Last updated: May 4, 2026

Parse Risk Categories

Parse reports a 0-10 risk_score, a verdict, typed flags, and categories. The canonical hosted detector currently uses nine public categories.

Category	Meaning
`prompt_injection`	Attempts to override, replace, or smuggle instructions into an agent context
`jailbreak`	Attempts to bypass safety, policy, or role boundaries
`data_exfiltration`	Attempts to extract secrets, credentials, system prompts, private data, or protected context
`harmful_content`	Requests or generated content that may cause direct safety or abuse risk
`system_prompt_leak`	Attempts to reveal hidden system, developer, or policy instructions
`privilege_escalation`	Attempts to grant unauthorized authority, permissions, or execution scope
`social_engineering`	Manipulation through urgency, impersonation, false authority, or trust claims
`code_execution`	Attempts to run shell, code, package installation, file access, or network execution
`indirect_injection`	Hidden or remote instructions in documents, websites, tool output, metadata, or structured fields

Recommended action bands

Score	Typical action
0-2	Allow
3-6	Caution, isolate, or sandbox depending on the boundary
7-10	Block by default

Use the returned policy fields and suggested_action when present. Do not hard-code a security decision if the tenant has configured a stricter policy.

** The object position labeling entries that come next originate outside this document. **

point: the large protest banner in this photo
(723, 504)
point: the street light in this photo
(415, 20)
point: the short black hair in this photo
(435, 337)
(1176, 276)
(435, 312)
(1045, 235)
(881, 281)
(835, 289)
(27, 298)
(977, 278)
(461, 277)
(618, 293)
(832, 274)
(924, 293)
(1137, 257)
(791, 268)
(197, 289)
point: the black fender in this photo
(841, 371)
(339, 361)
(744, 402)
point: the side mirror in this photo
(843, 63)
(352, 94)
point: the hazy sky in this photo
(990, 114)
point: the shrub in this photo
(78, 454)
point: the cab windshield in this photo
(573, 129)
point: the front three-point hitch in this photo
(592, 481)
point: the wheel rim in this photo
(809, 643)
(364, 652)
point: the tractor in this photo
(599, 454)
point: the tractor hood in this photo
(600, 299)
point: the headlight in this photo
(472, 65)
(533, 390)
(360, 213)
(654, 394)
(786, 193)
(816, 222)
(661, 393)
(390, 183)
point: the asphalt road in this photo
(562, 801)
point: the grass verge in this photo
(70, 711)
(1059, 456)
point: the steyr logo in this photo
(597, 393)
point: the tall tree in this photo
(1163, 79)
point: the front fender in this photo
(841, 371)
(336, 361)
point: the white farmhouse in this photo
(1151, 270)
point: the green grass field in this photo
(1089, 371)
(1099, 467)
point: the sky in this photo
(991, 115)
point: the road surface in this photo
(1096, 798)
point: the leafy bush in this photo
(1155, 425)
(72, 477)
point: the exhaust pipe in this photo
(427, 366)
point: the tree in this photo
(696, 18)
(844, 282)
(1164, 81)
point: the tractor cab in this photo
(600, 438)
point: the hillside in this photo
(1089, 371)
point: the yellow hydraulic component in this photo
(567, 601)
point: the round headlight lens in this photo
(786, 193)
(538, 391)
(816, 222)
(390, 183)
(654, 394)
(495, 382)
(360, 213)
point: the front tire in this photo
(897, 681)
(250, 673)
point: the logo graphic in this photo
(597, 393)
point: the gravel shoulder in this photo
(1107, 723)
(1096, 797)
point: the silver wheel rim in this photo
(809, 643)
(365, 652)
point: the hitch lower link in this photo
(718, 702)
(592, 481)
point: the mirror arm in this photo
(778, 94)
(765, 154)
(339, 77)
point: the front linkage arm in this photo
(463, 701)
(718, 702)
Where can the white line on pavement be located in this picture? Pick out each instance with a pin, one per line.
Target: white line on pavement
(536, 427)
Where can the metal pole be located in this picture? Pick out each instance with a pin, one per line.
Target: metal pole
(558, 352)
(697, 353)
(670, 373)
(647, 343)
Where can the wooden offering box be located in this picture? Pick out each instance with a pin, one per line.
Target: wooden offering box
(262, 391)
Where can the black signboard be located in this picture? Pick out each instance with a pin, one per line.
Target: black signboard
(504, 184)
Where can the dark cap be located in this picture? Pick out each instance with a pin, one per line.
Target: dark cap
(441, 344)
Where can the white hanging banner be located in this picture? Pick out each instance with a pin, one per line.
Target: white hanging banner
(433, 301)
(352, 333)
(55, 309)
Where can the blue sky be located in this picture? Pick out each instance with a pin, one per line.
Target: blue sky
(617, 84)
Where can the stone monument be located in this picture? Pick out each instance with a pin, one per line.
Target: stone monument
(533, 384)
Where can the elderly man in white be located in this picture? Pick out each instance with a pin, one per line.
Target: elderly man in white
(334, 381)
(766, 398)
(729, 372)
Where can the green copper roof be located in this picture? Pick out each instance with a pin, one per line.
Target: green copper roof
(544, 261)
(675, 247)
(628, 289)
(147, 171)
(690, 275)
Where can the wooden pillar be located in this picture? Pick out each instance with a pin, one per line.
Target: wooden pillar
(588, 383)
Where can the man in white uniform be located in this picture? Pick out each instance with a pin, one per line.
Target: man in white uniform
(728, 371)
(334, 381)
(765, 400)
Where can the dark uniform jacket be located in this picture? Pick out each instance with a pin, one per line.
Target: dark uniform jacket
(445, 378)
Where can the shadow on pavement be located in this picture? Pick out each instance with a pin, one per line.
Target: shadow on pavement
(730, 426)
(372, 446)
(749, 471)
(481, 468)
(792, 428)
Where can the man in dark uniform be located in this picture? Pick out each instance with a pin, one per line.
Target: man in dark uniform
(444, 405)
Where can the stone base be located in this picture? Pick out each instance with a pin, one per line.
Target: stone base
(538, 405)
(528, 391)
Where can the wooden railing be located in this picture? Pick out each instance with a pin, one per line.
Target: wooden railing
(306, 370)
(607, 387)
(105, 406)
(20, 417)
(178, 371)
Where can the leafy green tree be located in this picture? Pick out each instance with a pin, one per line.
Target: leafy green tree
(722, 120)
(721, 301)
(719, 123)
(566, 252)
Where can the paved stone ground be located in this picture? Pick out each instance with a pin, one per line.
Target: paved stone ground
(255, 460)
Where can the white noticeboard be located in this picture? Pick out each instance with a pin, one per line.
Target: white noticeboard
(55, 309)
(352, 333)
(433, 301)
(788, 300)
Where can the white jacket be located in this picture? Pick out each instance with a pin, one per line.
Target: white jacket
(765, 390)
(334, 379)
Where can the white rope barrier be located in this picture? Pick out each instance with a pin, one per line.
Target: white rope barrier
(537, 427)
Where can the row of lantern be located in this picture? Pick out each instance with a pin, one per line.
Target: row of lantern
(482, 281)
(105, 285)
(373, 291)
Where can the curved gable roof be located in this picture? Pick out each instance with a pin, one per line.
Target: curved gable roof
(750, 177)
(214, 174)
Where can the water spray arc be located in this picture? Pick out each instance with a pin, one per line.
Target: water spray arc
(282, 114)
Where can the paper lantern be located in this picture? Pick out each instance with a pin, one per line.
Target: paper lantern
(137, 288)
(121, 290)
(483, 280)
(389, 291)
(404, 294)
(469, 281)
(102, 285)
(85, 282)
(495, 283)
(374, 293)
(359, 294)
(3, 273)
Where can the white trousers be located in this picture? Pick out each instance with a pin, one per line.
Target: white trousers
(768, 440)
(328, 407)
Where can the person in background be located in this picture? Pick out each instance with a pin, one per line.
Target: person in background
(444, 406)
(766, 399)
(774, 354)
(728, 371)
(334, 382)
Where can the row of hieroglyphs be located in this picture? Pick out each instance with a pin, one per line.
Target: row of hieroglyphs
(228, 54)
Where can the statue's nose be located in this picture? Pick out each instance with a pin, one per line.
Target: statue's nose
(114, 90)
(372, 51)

request_owner_approval is an action, not a new public risk category. Parse uses existing categories such as data_exfiltration and social_engineering plus an approval_request object when an unknown or untrusted requester asks for private owner/person details that may be shareable only after explicit owner consent.

Limitations

These categories are detection signals, not guarantees. Pair Parse with least-privilege tools, scoped credentials, output validation, logging, and operator review for high-impact actions.